Ronin raised his chin, looking on Taristan as he would a beloved son. He passed by him, brushing a white hand over his shoulder. “Such is the way of Old Cor. Of all your like,” the wizard said, moving on. “It’s the Spindle in your blood.”
“You are children of crossing,” Erida offered, remembering her lessons as best she could. As the heir to Galland, she had been taught the tales of Old Cor as much as any other part of her birthright. Her father used to tell them at night, like any other bedtime story. Children of crossing, children of conquest.
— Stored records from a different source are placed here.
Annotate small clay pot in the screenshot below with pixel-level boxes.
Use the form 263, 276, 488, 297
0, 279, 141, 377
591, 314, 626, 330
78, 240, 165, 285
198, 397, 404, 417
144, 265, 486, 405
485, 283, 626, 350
Destined to rule every corner of the Ward, but they fell. They failed. We are their successors.
And I will prove it, the Queen believed.
Taristan turned, silhouetted against the broken window. He stared into the ruins of Castle Vergon, but Erida knew he looked farther. Backward. Into his own past.
“The Elders took my brother, older by minutes, chose him for nothing but a few seconds of life. He would be their champion, their emperor, their dog, their sword to cut a path back home.” The words ripped from him, and color rose in his pale cheeks. The son of Old Cor cut a vicious line in the moss, splitting the green like flesh. Though he stood tall and whole, a prince of Galland, a prince of Old Cor, immune to harm, unbothered by pain, Erida could not help but feel pity for him. No, not for Taristan today. But for the boy who grew up alone, abandoned, with nothing but the road beneath his feet. “They left me screaming in the wilderness. And I became someone else’s sword, someone else’s beast.”
Her heartbeat sputtered. Mine, she thought too quickly.
Taristan met her eyes again but said no more, a muscle working in his jaw. Some part of him hesitated, holding back. Her gaze trailed down his neck. White veins stood out at his collar, visible beneath the ties. They had grown since last she’d seen him, like the roots of a tree.
Ronin moved, passing between the royal pair. He leered at Erida, showing small teeth.
She swallowed back a burst of revulsion. Get away from me, you rat, she thought.
“You serve your gods, your silent judges in their stained-glass prisons, dead but for their priests speaking for bones long turned to dust,” the wizard said. “If they were ever bones at all.”
Her body ran hot, a sweat breaking along her neck like fever, like sickness. The Queen chewed his words, turning them over and over.
“And who do you serve, Taristan?” she asked, her voice shaking.